Meta's Llamas go local
Plus: Notion, one of AI's brightest stars, rolls out a fuller-fledged AI companion, and several additional executives leave OpenAI.
Existing paid subscribers received a one week extension to account for a missed issue last week while I’m working through another lower back injury. Thank you everyone for your patience!
Meta’s model paths come together
Meta’s Llama portfolio continues to grow in size, complexity, and nomenclature—but this time, it’s going after what’s quickly becoming one of the most important potential markets in AI: networks of task-specific smaller models.

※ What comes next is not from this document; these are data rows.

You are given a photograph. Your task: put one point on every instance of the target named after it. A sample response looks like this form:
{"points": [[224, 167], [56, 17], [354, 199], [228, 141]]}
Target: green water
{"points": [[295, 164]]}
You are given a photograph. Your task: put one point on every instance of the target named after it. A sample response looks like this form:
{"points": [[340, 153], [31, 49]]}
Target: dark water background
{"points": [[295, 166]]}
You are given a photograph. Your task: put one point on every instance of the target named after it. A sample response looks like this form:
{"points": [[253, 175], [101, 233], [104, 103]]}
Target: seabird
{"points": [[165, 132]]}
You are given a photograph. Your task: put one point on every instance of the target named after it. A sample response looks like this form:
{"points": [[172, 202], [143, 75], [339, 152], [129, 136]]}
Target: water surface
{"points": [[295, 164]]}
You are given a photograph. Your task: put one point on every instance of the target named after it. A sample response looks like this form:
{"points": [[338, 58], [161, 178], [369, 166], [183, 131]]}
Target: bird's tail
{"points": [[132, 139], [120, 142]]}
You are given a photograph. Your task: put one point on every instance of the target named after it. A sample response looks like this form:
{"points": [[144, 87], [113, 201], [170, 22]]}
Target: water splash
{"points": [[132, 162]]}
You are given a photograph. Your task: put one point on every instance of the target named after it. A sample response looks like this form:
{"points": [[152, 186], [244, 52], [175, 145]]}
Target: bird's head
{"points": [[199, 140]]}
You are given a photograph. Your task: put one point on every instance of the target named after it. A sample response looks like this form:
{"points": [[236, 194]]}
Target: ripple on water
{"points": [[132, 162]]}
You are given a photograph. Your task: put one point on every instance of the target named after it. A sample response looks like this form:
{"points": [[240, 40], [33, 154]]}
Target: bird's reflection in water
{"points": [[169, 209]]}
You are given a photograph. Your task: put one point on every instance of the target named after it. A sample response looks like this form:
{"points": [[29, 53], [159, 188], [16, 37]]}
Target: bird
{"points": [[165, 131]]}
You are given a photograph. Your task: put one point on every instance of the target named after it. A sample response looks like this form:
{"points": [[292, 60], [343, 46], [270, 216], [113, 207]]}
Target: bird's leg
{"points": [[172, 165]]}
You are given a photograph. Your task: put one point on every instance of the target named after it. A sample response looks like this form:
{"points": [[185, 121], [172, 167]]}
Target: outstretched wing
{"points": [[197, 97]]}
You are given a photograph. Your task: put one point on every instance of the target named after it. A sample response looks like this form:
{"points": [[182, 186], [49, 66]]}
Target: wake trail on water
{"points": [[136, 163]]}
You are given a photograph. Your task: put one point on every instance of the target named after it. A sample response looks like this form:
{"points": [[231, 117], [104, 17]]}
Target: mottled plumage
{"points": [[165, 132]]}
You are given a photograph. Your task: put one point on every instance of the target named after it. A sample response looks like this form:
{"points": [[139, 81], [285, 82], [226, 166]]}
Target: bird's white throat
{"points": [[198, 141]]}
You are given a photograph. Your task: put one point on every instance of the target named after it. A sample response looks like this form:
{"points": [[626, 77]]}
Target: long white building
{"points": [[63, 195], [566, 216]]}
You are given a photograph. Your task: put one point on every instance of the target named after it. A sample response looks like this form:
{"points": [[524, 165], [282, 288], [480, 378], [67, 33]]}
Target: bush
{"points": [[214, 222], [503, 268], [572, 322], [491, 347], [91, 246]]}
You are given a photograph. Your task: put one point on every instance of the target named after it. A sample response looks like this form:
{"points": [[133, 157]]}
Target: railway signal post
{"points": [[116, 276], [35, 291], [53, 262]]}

While Meta has released larger models in a way to sow a little chaos at the top end of the quality spectrum with OpenAI and Anthropic, it seems to be setting its eyes on sowing more chaos at the lower end of the spectrum where Google’s Gemma 2 and Microsoft’s Phi models have become popular. Meta’s new tiny models, which it says in a blog post are designed for edge use cases, fit neatly into one of the kind of four “bucket” cases. And Meta is now competing with many of its “rivals” in all four tiers.
“Tiny” ones that are suited for trivial and straightforward tasks with very little compute: Gemma 2, Phi-3, Llama 3.2 1B and 3B, and other various open source models. These models are well-suited for cases where you have access to little memory or compute, such as the edge devices Meta suggests.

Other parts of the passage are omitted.